Arab Spring an Inventive Age Reality

Arab Spring an Inventive Age Reality December 16, 2011

Over the last couple of years I have been suggesting that we are living in the fourth cultural epoch of North American culture. We have seen the Agrarian Age, the Industrial Age, the Information Age and now we are entering the Inventive Age.

Each of these ages has particular ways of thinking, valuing, appreciating aesthetics and way of using tools. And all parts of culture including religious communities are created from these cultural situations.

In Community in the Inventive Age, I suggest there are 10 Characteristics to Inventive Age Culture.

While writing the book I was reflecting on the happenings that started a year ago tomorrow that we now refer to as The Arab Spring. Here is a piece from the book on that:

At the time I’m writing this chapter, the dominant interna- tional news stories are the democracy protests in Egypt, Tunisia, Libya, Bahrain, and other countries. It is not clear as to what the future of any of these movements will be, but what is clear is that the early twenty-first century is a time of participation across the world.

In many ways this is not fueled by outreach efforts of the world’s other democracies (in fact, in many of these places the United States has helped to support the former regimes). These latest democracy movements are fueled by people demanding to participate in their future.

The era of the dictator is coming to an end. The Internet and social media are fueling this participation movement. When people know more and are better equipped, they start demanding a greater role in their own affairs.
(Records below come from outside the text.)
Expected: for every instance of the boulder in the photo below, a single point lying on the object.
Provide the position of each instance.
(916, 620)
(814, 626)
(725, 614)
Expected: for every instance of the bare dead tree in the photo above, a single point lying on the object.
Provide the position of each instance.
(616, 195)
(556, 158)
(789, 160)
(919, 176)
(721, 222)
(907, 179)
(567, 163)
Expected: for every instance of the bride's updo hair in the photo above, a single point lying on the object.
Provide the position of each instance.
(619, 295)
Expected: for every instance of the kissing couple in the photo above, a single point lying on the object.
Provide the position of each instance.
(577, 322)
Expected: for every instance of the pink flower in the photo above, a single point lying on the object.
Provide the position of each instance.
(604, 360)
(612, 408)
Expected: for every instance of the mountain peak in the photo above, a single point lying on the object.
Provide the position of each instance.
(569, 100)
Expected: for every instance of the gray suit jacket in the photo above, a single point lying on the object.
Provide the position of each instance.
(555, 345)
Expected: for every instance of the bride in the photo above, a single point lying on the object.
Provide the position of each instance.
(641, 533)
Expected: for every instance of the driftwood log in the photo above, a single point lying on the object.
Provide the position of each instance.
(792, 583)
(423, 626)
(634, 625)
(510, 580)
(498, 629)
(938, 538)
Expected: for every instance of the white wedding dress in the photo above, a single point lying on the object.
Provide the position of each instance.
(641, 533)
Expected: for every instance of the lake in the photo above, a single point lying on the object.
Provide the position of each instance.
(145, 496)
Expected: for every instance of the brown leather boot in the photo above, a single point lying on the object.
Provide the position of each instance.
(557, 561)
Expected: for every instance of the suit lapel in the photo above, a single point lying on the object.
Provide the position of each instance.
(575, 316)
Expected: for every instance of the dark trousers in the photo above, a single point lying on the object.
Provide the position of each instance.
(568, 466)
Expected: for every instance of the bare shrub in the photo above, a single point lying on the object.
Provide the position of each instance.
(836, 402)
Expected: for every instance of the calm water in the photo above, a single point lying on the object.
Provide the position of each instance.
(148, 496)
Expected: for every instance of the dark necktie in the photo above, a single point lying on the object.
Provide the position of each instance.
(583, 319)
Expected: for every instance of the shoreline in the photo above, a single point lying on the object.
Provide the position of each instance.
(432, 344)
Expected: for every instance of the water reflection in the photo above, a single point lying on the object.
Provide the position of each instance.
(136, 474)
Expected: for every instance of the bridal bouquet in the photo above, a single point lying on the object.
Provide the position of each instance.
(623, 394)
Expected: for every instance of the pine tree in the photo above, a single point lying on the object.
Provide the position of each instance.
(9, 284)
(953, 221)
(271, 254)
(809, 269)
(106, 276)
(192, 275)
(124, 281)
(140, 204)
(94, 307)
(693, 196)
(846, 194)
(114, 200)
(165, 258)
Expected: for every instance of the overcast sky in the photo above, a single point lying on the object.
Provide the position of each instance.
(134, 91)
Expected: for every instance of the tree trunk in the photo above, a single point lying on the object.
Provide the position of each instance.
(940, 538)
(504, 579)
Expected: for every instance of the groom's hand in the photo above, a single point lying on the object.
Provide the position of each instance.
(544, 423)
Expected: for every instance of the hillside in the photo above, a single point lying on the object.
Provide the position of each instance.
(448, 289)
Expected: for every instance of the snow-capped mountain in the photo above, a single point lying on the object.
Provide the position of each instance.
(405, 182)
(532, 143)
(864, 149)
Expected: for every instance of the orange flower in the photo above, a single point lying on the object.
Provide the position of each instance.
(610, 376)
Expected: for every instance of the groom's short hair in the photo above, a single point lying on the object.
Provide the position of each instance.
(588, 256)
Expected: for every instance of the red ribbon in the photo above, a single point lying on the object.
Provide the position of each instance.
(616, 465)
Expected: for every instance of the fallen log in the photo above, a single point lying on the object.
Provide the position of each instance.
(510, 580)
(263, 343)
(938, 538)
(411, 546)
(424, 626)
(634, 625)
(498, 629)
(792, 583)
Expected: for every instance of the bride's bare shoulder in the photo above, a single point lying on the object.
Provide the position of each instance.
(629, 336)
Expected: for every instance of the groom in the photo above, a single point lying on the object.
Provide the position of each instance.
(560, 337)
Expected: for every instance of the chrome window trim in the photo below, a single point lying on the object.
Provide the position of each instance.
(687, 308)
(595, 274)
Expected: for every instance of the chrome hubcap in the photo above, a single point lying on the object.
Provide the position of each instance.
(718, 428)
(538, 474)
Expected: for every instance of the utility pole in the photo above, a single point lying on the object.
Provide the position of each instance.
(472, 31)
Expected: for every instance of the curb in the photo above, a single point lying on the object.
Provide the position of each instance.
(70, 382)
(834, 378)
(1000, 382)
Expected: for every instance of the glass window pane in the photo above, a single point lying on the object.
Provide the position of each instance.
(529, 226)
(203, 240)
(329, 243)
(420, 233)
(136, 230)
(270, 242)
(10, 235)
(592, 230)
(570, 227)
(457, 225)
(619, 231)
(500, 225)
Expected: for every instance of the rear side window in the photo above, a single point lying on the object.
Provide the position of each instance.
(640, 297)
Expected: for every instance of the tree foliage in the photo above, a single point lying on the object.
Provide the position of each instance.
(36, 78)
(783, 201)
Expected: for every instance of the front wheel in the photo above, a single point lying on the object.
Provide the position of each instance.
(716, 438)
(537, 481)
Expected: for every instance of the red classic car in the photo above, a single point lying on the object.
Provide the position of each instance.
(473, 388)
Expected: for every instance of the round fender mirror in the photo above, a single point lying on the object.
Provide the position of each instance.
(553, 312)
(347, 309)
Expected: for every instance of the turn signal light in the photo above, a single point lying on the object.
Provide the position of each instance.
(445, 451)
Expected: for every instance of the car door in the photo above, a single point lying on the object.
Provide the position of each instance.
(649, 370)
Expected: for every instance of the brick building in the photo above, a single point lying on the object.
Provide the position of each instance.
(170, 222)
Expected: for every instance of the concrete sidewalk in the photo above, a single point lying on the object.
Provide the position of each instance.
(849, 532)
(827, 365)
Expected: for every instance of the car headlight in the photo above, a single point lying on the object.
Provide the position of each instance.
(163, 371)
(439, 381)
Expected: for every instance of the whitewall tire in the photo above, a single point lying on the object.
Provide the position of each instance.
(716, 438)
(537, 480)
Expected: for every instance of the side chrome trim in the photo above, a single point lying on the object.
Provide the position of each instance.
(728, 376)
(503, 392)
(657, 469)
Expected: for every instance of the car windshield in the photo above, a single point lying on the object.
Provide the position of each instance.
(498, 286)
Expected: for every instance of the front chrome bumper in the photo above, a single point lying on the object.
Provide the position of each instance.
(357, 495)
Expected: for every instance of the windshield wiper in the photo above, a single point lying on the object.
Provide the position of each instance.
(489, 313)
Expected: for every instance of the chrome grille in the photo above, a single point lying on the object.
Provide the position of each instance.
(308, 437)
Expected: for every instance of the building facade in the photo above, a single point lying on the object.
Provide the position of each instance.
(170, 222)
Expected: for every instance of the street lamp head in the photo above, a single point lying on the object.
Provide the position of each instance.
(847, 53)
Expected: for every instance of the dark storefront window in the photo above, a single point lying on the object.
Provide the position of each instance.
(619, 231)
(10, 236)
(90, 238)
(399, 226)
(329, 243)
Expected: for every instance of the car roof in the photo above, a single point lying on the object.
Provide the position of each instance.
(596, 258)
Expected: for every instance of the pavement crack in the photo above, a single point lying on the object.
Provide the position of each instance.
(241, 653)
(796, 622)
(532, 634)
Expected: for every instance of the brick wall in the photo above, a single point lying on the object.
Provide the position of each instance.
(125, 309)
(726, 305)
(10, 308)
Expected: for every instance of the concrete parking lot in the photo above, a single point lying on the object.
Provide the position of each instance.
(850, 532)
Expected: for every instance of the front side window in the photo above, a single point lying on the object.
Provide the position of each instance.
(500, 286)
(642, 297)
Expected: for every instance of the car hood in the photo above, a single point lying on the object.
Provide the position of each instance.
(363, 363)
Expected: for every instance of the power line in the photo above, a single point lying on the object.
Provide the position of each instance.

The Inventive Age rewards and encourages partici- pation, but participatory culture is not clean or easy. There are tremendous difficulties embedded in this approach, and the outcomes are not guaranteed. Still, participatory culture is the expectation for Inventive Age people.

I was pleased to see that Time Magazine made the protesters around the world their Person of the Year, but wish they were called Participators and not protesters.

 

We live in a new age, not only in North America but around the world where participation is crucial and expected. I hope that those of us in the business of community and church formation will see the full participation of all members of our community to be the norm and not a goal.